This is a cool idea. As it grows, you may wish to move each column to a specific sheet.

Payton said...

Torsten...Thanks for the new columns and edits. I like what you added.

Google Docs does archive the spreadsheet any time someone makes an edit. Just go to File > Revision History to see what others have done.

Because of the nature of my project, I focused primarily on DC and Marvel. I began to add the independents last weekend.

The price column came from the actual comics themselves. I based the price of the early years on mostly DC (Batman & Superman) and the later years mostly on Marvel (FF & Spider-man). I think that there should be a different price column for each company. During the late 70's, DC priced its comics higher than Marvel for a while.

Each age is a rough estimate. Some easier to see than others. I set the Modern Age at 1985 instead of 1986. I think that the Dark Knight and Watchmen really couldn't have happened without Crisis. I've had someone else ask me why I didn't start it with Miller's Daredevil. I think that Miller's work was the start of the Modern Age but it was the spark and Crisis/DK/Watchmen were the fire.

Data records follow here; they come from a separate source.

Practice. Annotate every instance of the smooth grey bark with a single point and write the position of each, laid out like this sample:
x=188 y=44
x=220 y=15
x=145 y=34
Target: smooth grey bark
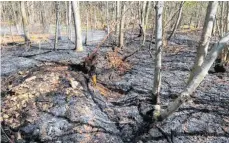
x=77 y=22
x=221 y=19
x=157 y=60
x=86 y=37
x=117 y=19
x=177 y=21
x=107 y=17
x=147 y=10
x=205 y=37
x=15 y=17
x=43 y=19
x=121 y=30
x=24 y=21
x=69 y=21
x=196 y=80
x=57 y=24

The development of The Definitive Guide is up to anyone who wants to help. I just don't have the time to devote to it as I would like. I look forward to seeing what happens to it.

The Groovy Agent said...

A major bit of fact checking here:

The actual DC Explosion/Implosion, (as well as the 44 pages for 50 cents price increase) happened in the summer of 1978 under publisher Jenette Kahn. The "explosion" of 75 (actually just a nameless deluge of new titles) was during Carmine Infantino's reign as publisher.